Sein Naturell mag auch seiner Herkunft geschuldet sein. Altmaier stammt aus der Gemeinde Ensdorf im Saarland, aus kleinbürgerlichen Verhältnissen, die Mutter Krankenschwester, der Vater Bergmann. Er ist, so wie man es den Leuten dieser Region nachsagt, ein echter Genussmensch. Und der Austausch mit Menschen, das Gespräch, ist ihm ein echtes Bedürfnis, nicht nur lästige Pflicht. Gerne lädt sich der Saarländer Journalisten oder Kollegen in seine Altbauwohnung beim Berliner Kurfürstendamm ein, um sie zu bekochen und – vor allem –, um zu diskutieren.
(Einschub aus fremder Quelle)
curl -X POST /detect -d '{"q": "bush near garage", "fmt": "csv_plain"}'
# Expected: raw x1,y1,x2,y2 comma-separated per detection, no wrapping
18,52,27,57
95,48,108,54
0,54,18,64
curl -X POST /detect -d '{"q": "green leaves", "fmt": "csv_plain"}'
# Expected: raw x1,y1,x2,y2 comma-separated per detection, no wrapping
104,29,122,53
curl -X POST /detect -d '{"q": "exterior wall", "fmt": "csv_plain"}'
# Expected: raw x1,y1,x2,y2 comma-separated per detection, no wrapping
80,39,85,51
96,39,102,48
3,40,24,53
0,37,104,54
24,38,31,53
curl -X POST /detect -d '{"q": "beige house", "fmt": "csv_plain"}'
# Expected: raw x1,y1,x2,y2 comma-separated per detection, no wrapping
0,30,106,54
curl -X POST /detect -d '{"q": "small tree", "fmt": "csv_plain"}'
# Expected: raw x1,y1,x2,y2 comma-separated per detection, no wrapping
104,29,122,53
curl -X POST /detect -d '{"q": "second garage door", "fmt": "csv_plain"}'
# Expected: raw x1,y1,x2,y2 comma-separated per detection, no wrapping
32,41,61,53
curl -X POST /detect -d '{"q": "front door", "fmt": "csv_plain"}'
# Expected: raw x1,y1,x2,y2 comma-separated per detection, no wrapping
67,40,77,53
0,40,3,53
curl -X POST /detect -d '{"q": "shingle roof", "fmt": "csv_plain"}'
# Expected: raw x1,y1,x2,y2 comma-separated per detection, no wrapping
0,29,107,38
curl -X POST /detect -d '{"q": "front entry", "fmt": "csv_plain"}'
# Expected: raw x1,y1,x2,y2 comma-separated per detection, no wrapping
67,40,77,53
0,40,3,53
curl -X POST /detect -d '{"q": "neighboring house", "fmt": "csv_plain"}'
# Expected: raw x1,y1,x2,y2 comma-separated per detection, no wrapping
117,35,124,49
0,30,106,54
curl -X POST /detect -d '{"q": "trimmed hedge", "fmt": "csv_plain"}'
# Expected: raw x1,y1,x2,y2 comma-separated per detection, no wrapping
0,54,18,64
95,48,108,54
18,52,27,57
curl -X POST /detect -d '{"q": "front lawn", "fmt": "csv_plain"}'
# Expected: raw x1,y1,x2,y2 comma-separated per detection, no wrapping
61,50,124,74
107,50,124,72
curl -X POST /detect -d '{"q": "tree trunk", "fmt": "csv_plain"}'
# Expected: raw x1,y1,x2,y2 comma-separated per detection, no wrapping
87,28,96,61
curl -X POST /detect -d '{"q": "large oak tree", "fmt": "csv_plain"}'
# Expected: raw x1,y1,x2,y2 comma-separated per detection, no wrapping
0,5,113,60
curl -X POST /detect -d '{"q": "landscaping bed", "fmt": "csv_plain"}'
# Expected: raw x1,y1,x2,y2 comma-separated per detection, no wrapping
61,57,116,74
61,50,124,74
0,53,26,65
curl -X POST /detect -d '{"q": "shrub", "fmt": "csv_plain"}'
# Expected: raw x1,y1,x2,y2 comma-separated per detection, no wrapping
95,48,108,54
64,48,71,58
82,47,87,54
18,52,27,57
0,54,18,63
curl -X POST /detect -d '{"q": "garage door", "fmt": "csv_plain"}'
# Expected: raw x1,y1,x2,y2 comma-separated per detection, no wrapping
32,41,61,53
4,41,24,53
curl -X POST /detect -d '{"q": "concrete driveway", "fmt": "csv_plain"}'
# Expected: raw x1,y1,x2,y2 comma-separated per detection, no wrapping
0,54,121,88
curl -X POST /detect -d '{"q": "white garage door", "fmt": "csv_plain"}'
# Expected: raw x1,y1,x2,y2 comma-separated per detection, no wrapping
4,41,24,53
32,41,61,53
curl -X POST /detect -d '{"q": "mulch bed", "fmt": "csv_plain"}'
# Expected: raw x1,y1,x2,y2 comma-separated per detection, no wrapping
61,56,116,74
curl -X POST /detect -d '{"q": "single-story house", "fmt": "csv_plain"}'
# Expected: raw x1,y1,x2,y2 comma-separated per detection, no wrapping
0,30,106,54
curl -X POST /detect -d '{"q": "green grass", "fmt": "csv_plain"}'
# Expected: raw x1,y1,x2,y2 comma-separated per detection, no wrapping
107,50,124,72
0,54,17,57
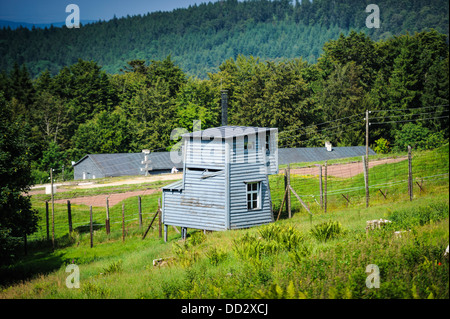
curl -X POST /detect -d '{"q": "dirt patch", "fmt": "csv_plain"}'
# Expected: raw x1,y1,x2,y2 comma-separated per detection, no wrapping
55,189,160,207
291,157,408,178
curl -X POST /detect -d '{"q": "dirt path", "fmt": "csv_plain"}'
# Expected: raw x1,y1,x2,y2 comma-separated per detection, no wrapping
47,157,407,207
55,189,160,207
291,157,407,178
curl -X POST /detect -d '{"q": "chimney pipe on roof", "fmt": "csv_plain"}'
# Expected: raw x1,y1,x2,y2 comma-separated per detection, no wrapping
221,90,228,126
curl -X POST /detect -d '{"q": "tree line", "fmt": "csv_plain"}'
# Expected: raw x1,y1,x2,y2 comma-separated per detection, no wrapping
0,30,449,182
0,30,449,260
0,0,449,79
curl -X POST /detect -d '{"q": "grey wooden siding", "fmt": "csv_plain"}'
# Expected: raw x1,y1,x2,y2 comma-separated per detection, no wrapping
163,169,226,230
162,127,278,234
230,163,273,229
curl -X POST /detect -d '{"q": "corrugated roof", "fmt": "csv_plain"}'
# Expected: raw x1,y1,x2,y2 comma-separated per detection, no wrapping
182,125,276,138
74,152,183,176
278,146,376,165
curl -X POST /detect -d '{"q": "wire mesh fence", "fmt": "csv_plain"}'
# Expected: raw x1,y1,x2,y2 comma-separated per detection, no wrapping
270,145,449,218
28,189,161,245
28,145,449,245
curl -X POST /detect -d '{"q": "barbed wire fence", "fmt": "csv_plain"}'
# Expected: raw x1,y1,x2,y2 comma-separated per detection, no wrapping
28,188,171,246
271,144,449,222
29,105,449,245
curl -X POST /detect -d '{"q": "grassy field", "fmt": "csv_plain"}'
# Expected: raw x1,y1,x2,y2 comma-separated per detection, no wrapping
0,145,449,299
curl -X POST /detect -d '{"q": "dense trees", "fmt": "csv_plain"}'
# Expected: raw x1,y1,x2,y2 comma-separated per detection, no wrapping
0,92,38,263
0,30,449,186
0,0,449,245
0,0,449,79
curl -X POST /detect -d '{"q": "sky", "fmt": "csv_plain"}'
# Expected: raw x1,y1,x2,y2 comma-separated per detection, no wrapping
0,0,217,24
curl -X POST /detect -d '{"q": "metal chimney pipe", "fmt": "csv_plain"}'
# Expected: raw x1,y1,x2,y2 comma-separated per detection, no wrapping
221,90,228,126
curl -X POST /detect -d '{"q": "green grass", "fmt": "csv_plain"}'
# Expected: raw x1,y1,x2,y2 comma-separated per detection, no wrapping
0,193,449,298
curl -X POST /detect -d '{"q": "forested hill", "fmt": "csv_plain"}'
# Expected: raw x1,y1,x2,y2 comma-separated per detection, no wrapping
0,0,449,78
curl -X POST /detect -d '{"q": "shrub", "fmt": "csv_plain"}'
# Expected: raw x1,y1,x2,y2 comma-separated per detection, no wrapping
205,247,227,266
102,259,123,275
388,203,449,229
311,221,345,241
258,224,303,251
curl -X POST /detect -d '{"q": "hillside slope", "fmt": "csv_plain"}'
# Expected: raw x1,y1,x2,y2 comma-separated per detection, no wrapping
0,0,449,78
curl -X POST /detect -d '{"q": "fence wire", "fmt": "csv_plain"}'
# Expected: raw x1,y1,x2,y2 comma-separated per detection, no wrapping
270,145,449,218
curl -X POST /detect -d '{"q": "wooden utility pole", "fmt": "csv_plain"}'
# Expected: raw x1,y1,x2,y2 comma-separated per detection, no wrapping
287,164,292,218
408,145,413,201
365,110,369,163
363,110,370,207
50,168,55,249
323,161,328,213
89,206,94,248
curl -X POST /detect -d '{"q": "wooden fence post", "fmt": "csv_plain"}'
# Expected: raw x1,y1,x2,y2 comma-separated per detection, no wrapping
277,187,289,221
158,197,162,238
362,156,369,208
142,209,160,239
287,164,292,218
50,168,55,250
408,145,413,201
324,161,328,213
138,196,142,230
318,165,323,209
289,185,312,225
105,197,111,235
122,203,125,241
45,200,50,240
89,206,94,248
67,200,73,235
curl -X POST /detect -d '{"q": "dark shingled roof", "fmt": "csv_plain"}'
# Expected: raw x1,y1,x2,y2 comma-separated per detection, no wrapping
74,152,183,176
182,126,276,138
278,146,376,165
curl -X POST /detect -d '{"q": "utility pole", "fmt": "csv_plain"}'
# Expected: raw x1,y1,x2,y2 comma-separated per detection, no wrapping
365,110,369,163
50,168,55,250
141,150,153,176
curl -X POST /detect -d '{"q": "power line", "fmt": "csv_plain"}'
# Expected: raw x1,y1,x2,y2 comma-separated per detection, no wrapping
370,110,449,120
370,115,449,125
371,104,448,113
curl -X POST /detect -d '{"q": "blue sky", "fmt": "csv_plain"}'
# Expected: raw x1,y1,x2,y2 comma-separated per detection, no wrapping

Deshalb wird der neue Job für ihn auch eine Bürde werden. Als Minister wird Altmaier stärker abgeschottet sein als in der Fraktion. Der Generalist wird weniger über Politik philosophieren können und sich stattdessen bei Treffen mit Verbänden durch Details der Solarförderung friemeln. Sein Fachgebiet ist die Umwelt nicht, schon deshalb hat er Respekt vor der Aufgabe.

„Ich übernehme dieses Amt in dem Bewusstsein der großen Verantwortung, die gerade jetzt mit dieser Tätigkeit verbunden ist“, sagte er nach Merkels Ankündigung. Auf Twitter postete er seinen Followern am Mittwochnachmittag einen kurzen Dank für die Glückwünsche: „Ich brauche Ihre/Eure Unterstützung jetzt erst recht!“

Dann hat sich der künftige Umweltminister erst einmal ausgeloggt. Viel Zeit, sich auf das Neue vorzubereiten, bleibt ihm nicht.